Sustained inflammatory cytokine and chemokine expression in post-irradiation “recurrent” tumor xenografts long after radiation exposure
Important to the overall interpretation of the post-irradiation story were the expression results from cytokine and chemokine families, validated by quantitative PCR. These included IL1 family members IL1A, a pleiotropic cytokine with high impact on inflammatory processes and immune response, and IL1 receptor antagonists IL1F5 and IL1RN; well-known inflammatory mediators IL6 and IL8; and chemokines CXCL1 and CXCL5. On days 6 and 35 following irradiation, all but one gene, IL1F5, were found to be significantly up-regulated in 16Gy samples (Fig 3A). Not only was this long-term response measureable in cell culture, but “recurrent” xenograft tumors that did not develop until several weeks after 8 or 12Gy irradiation also displayed sustained increases in gene expression for IL1A, CXCL1, IL6 and IL8 (Fig 3B). Western blots confirmed significant increases in IL6 and IL8 protein levels in these “recurrent” tumor xenografts for the experimental points (Fig 3C). This is particularly noteworthy given the extended period between irradiation, tumor formation and subsequent sacrifice (Fig 1E). These results strongly suggest that lasting alterations, driven by the signaling of the irradiated cancer cells, produce an inflammatory milieu in the recurrent tumor microenvironment that is preserved in the in vivo setting.

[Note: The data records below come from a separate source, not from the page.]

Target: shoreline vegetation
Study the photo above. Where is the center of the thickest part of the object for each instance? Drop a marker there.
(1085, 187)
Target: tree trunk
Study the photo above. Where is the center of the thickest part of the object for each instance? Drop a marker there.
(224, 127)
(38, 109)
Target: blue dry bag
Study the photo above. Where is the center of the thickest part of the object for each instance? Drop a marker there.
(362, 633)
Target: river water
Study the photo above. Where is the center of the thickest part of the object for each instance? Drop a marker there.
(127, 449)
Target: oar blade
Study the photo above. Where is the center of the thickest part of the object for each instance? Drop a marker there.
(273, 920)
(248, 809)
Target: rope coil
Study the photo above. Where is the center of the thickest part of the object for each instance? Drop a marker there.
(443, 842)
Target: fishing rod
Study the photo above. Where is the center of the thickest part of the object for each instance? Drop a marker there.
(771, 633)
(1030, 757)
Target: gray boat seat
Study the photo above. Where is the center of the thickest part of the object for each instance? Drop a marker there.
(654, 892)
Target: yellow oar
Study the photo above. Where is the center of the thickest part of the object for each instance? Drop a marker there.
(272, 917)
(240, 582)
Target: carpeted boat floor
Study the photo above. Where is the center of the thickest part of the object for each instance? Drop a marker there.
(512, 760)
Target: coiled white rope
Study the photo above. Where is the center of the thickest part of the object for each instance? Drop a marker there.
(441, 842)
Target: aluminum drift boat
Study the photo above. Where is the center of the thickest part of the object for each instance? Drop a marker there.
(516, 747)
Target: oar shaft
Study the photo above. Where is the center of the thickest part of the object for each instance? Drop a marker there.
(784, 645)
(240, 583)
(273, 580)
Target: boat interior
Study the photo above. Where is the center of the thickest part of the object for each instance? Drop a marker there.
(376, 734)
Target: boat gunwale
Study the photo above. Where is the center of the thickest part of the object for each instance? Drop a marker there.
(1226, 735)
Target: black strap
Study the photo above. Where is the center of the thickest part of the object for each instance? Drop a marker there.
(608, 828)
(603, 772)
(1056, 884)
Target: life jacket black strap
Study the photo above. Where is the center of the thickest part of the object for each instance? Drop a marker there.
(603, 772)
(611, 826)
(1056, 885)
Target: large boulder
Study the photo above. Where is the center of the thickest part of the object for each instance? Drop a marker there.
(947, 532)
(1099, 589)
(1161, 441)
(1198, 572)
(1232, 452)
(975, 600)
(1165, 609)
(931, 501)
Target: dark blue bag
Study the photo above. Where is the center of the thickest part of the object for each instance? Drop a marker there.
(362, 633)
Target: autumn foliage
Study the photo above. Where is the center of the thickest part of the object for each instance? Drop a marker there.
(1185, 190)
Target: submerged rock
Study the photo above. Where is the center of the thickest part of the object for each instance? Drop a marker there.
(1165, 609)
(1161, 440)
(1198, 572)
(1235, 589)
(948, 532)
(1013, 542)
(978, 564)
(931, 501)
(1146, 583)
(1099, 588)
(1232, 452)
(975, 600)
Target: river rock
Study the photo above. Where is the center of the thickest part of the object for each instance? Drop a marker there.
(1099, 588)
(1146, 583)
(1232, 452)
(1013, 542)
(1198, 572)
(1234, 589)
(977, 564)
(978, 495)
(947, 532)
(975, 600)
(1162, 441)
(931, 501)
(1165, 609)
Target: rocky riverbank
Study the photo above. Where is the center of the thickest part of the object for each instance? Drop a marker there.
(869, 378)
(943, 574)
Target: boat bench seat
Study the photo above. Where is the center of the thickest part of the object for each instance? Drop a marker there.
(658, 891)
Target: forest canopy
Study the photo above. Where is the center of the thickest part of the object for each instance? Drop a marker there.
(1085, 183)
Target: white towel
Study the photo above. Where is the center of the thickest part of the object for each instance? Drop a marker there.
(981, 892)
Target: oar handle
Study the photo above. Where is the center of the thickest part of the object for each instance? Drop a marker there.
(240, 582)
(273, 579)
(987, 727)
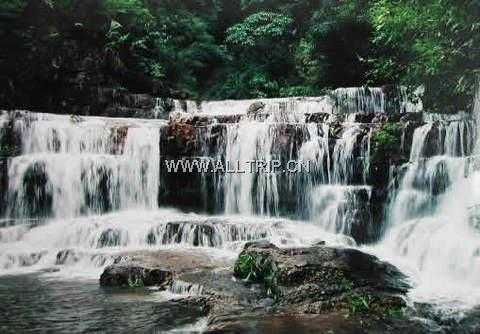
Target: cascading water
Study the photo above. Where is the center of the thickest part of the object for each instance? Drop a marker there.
(431, 235)
(70, 167)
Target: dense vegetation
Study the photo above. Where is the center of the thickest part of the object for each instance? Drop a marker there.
(218, 49)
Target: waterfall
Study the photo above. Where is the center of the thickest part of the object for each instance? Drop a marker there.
(70, 167)
(431, 234)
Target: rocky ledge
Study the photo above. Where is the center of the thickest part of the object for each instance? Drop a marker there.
(333, 289)
(271, 289)
(158, 268)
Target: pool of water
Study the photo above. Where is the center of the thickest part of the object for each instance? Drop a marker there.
(35, 303)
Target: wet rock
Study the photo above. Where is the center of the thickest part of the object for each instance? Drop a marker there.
(256, 108)
(67, 256)
(176, 261)
(316, 117)
(126, 273)
(316, 289)
(319, 278)
(109, 238)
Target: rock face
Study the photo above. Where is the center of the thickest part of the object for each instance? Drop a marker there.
(125, 273)
(321, 277)
(157, 268)
(255, 108)
(339, 290)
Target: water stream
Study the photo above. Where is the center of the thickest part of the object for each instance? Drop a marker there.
(83, 190)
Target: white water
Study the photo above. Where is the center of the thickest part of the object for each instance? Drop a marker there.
(83, 166)
(86, 166)
(430, 236)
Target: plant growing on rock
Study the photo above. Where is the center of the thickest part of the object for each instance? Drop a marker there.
(258, 269)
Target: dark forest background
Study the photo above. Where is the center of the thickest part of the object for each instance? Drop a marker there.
(53, 52)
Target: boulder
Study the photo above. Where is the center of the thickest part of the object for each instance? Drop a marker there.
(256, 107)
(126, 273)
(321, 278)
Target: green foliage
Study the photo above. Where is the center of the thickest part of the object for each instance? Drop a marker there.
(203, 49)
(386, 141)
(434, 43)
(360, 303)
(135, 281)
(260, 30)
(12, 6)
(258, 268)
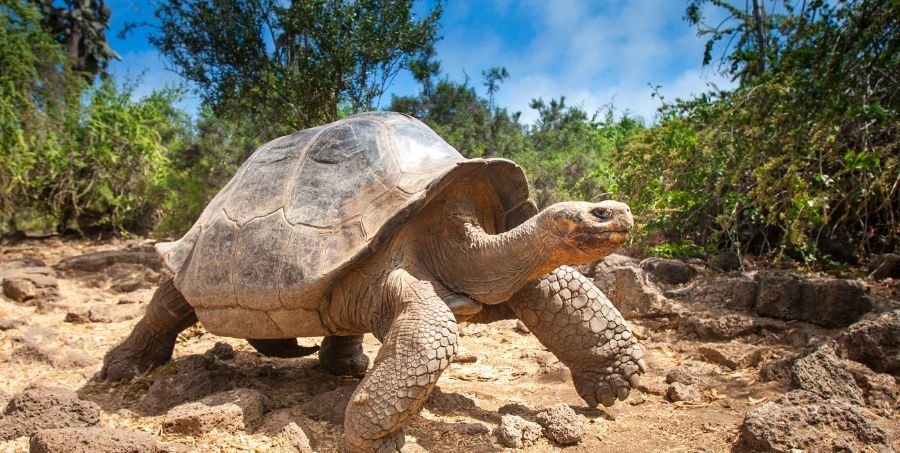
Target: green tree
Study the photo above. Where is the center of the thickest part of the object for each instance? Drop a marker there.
(80, 26)
(39, 98)
(295, 64)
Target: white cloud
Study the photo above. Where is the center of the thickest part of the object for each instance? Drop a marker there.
(149, 69)
(592, 55)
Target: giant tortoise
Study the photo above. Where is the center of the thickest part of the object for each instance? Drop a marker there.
(375, 224)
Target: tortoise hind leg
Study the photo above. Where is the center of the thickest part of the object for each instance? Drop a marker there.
(343, 356)
(284, 348)
(153, 339)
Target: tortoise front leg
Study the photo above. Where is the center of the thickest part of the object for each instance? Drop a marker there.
(152, 341)
(419, 341)
(575, 321)
(344, 356)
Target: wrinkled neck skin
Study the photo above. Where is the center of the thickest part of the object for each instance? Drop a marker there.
(451, 244)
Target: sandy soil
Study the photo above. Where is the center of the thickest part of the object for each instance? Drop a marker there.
(511, 368)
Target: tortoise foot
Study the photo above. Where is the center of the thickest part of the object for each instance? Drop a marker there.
(286, 348)
(604, 383)
(344, 356)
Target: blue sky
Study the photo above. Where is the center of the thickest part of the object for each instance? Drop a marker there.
(593, 52)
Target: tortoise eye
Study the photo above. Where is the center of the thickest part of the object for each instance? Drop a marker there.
(601, 214)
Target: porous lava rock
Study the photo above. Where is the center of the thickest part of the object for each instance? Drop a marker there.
(825, 374)
(803, 420)
(874, 342)
(331, 405)
(235, 411)
(194, 377)
(828, 302)
(668, 271)
(886, 265)
(91, 440)
(41, 407)
(31, 285)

Computational modeling points to global host inhibitory factors over localized cellular inhibition that slows tumor regrowth
With >8Gy exposure, over 96% of the cell population does not maintain clonogenic viability and yet these, destined to die cells, account for the bulk tumor mass until a time when those less than 4% of clonogenically viable cells (presumably including cancer stem cells) proliferate and ultimately repopulate the tumor. Phenotypically, examples indicative of these non-proliferative but metabolically active (NPMA) cells that do not undergo cell death (e.g. mitotic catastrophe, apoptosis, necrosis, etc.) can be seen as giant flattened cells within the in vitro population (Fig 4A and 4B) and are characteristic of the SASP [19–21, 23]. Within the first 2 weeks after irradiation, these cells would be expected to have a significant influence on promoting or inhibiting tumor extinction by secreting various inflammatory factors [24]. If the robust inflammatory signature observed at 4 and 6 days following irradiation were exclusively from this population, it would explain the loss of this signature in vitro by 35 days after exposure when proliferative progeny account for the majority population.
To address and further clarify the drivers of tumor extinction versus regrowth dynamics in vivo, we used a quantitative, cellular automaton, tumor growth model including parameterization of the NPMA cell population (Fig 4C). To quantify this population, U87-MG cells were labeled with the lipophilic dye PKH-26 to track cellular division following irradiation in the in vitro clonogenic survival assay. (Fig 5A–5D). Fourteen-days following radiation exposure, a significant decrease in proliferating cells was observed with 8 and 16Gy exposure and the percent of NPMA cells (PKH-26high) was estimated (Fig 5E). Using this data, the NPMA post-irradiation population was modeled to determine if it could be a source of inhibitory factors sufficient to provide a match to the observed growth rates using predictions from the cellular automaton model of tumor growth.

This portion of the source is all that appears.